When should primary keys be used?
Our department is fairly new to SQL Server. I apologize if these are dumb questions, but I’ve spent hours digging on the Internet and cannot find answers to my questions.
When we create our tables, we create a clustered unique index on the column(s) that best fits the table and the way it will be accessed.
Someone outside our department was reviewing our database design, and pointed out that we have no primary keys defined. It raised a red flag in their mind. They were concerned that not having a primary key would create performance problems and require additional CPU resources.
I have read and read, and all I have found is that when you create the primary key constraint, it requires all rows in the key column(s) to be unique, and forces the creation of a clustered unique index. It appears to me that we have done this process manually by the creation of a clustered unique index, and that adding a primary key constraint would not buy us anything.
So here are my questions:
1) Do we need to create a primary key constraint on a table that already has a clustered unique index?
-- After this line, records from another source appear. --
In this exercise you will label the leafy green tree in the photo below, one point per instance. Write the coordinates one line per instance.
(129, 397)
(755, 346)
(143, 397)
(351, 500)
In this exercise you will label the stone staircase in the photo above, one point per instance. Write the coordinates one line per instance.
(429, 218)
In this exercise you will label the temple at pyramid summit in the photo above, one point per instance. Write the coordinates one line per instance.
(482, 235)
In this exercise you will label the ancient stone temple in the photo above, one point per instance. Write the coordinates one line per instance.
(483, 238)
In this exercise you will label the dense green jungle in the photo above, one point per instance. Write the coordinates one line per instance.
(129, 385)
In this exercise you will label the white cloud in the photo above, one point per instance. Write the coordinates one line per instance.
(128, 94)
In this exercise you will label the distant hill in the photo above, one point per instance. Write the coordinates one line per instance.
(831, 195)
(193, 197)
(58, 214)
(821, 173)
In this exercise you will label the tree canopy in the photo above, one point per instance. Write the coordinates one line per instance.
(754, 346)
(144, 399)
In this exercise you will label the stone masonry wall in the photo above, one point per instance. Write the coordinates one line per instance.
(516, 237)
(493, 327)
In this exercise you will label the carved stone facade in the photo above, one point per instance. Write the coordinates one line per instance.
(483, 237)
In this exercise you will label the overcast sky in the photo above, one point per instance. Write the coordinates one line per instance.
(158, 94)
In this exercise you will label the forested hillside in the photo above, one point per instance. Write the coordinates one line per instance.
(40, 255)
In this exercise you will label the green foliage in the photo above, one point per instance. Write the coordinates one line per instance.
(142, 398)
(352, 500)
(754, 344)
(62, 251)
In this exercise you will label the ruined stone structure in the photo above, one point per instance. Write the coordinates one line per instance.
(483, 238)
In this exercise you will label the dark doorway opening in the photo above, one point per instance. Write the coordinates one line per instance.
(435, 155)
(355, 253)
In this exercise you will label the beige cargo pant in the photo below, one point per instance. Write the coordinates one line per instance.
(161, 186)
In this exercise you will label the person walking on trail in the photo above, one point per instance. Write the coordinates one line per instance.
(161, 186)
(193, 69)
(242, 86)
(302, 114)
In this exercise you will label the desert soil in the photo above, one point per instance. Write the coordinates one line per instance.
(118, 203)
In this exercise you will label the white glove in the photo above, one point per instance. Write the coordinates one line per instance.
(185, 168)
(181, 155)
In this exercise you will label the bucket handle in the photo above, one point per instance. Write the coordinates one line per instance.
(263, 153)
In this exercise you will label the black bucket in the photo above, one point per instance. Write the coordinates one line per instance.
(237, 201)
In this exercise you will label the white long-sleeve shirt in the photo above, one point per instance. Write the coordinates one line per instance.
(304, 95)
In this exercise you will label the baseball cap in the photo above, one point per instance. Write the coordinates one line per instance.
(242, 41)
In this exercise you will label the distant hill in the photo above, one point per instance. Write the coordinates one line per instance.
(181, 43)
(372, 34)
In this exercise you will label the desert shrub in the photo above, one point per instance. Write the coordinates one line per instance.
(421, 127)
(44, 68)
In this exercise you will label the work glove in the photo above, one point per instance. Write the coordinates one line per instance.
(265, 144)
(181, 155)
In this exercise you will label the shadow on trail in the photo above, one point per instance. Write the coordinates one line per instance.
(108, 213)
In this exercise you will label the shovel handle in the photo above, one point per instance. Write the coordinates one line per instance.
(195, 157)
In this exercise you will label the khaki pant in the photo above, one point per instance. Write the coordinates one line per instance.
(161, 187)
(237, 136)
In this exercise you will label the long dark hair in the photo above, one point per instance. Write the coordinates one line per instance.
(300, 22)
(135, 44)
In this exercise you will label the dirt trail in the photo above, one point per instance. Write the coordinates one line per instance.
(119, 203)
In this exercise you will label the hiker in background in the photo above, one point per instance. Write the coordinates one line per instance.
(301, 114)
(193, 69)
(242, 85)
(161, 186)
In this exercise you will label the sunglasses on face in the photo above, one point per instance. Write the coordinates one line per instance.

If so, why?
2) If we need a primary key constraint, should we delete the clustered unique index we created, and then add the primary key constraint? My concern is that we will end up with two clustered unique indexes on the same column(s) that will add to database load times, etc.
3) Is there an advantage to using the primary key constraint to automatically create the clustered unique index as opposed to just outright creating the clustered unique index if they are on the same column.
Let’s take a look at each of these three questions.
First Question: Technically speaking, a primary key is not required on a table for any reason. A primary key serve two purposes. It acts to enforce entity integrity of the table. What this means is that it ensure that there are no duplicate records in a table. Next, a primary key can be used along with a foreign key to ensure that referential integrity is maintained between tables. Because of these two reasons, it is generally recommended that all tables have a primary key.
By itself, a primary key does not have a direct affect on performance. But indirectly, it does. This is because when you add a primary key to a table, SQL Server creates a unique index (clustered by default) that is used to enforce entity integrity. But as you have already discovered, you can create your own unique indexes on a table. So, strictly speaking, a primary index does not affect performance, but the index used by the primary key does.
Now to directly answer your question. You don’t have to have primary keys on your tables if you don’t care about the benefits that arise from using them. If you like, you can keep the current indexes you have, and assuming they are good choices for the types of queries you will be running against the table, then performance will be enhanced by having them. Replacing your current indexes, and replacing them with primary keys will not help performance.
Second Question: I think I answered most of this question above. But I do want to point out that you cannot have two clustered indexes on the same table. So if you did want to add primary keys to the tables you currently have, you can, using one of two techniques. First, you can choose to add a primary key using a non-clustered index, or second, you can drop your current indexes, and then add a primary key using a clustered index.
Third Question: Here’s what I do. I assign primary keys to every table because this is a best database design practice. But before I do, I evaluate whether or not the primary key’s index should be clustered or non-clustered, and then choose accordingly. Since you can only have one clustered index, it should be chosen well. See my clustered tips webpage for more details. Next, I then evaluate the table for additional indexes that may be needed, and proceed accordingly.
It is not a good idea, from a performance perspective, to accept the default of a clustered index on a primary key, as it may not be the best choice for the use of a clustered index. In addition, it is not a good idea to “double up” on indexes. In other words, don’t put a Primary key non-clustered index on a column, and a clustered index on the same column (this is possible, although never a good idea).
Always think about indexes and why they exist. Only add indexes where they are needed, and nowhere else. Too many indexes can be as bad for performance as too few indexes.